Une grande étoile de David en or est suspendue à une chaîne autour du cou d'Orbach, captant la lumière des fenêtres qu'il a sauvées de sept synagogues. À 79 ans, le juge à la retraite a fait une seconde carrière en sauvant ce que d'autres ont laissé derrière lui : les vitraux des synagogues fermées, fusionnées ou tombées en ruine.

Il ne se contente pas de sauver du verre ; il récupère la lumière – la seule chose qui ne cesse de voyager.

Chaque panneau est marqué d'une petite plaque : le nom de la congrégation, la ville qu'elle a illuminée, l'année de sa mort. Lorsque le soleil les frappe juste comme il faut, la couleur ondule sur les murs comme des fantômes, un chœur de lumière chantant encore longtemps après la disparition des voix. « Une continuation au lieu d’une destruction », dit-il, comme s’il plaidait une cause.

Pendant plus d’un siècle, le nombre de synagogues en Amérique n’a cessé d’augmenter, reflet de l’immigration, de l’assimilation et de l’ambition juive. Mais dans les années 1990, cet élan s’est arrêté. Dans les décennies qui ont suivi, la situation s’est inversée. Il y a environ 20 % de synagogues en moins aujourd’hui qu’en 1990, selon les données recueillies par Alanna E. Cooper, professeur d’études juives à l’université Case Western Reserve. Pour la première fois dans l’histoire américaine, chaque année, plus de synagogues ferment que d’ouvrent.
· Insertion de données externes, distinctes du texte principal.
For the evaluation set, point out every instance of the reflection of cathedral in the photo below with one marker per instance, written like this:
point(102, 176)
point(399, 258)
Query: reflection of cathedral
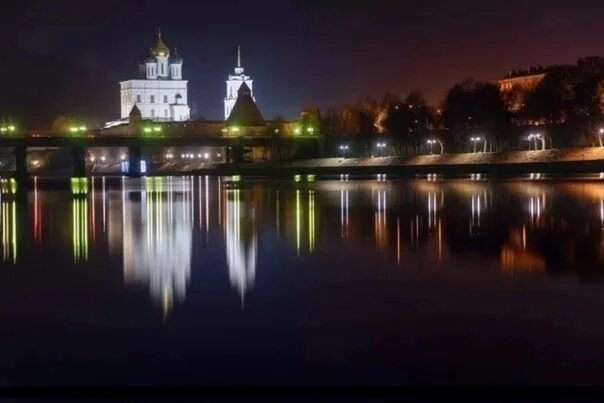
point(241, 255)
point(158, 242)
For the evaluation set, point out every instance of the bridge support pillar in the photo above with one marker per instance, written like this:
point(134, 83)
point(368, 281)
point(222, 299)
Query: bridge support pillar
point(78, 160)
point(236, 154)
point(134, 161)
point(20, 154)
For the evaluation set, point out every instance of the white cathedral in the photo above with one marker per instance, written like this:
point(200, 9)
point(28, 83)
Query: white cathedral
point(233, 84)
point(161, 93)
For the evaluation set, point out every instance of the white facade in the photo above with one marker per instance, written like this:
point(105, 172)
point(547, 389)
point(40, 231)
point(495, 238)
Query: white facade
point(233, 84)
point(159, 100)
point(162, 94)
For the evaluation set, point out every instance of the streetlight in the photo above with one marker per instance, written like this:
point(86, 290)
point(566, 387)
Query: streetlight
point(431, 143)
point(474, 140)
point(535, 137)
point(343, 149)
point(77, 129)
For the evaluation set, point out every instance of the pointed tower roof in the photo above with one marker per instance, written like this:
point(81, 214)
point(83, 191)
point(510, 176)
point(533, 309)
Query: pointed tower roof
point(160, 48)
point(245, 112)
point(239, 69)
point(175, 57)
point(135, 112)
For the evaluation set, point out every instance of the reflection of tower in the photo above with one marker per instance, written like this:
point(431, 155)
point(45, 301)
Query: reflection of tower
point(158, 241)
point(8, 215)
point(240, 260)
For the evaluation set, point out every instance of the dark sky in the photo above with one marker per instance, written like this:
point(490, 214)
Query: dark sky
point(67, 56)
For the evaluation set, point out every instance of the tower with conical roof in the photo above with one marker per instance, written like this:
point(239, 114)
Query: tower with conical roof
point(245, 112)
point(160, 94)
point(234, 83)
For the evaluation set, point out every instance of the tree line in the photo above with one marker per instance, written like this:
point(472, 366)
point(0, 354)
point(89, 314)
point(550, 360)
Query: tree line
point(566, 107)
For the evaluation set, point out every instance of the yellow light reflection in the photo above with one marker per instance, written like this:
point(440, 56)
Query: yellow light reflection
point(241, 243)
point(311, 220)
point(79, 219)
point(298, 214)
point(158, 239)
point(9, 229)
Les murs de la synagogue communautaire de Northbrook contiennent désormais ce que ces fermetures laissent derrière elles : des fragments de verre récupérés dans des sanctuaires du Midwest postindustriel, où les usines ont fermé leurs portes et les congrégations ont diminué. Orbach est devenue une société de préservation individuelle.

Une histoire en verre

Les vitraux sont depuis longtemps un marqueur de l’arrivée des Juifs en Amérique. Lorsque les congrégations d’immigrants ont commencé à ériger des synagogues monumentales au début des années 1900, elles les ont construites avec des arcs, des dômes et de grandes fenêtres. Le verre est devenu le moyen d'appartenance.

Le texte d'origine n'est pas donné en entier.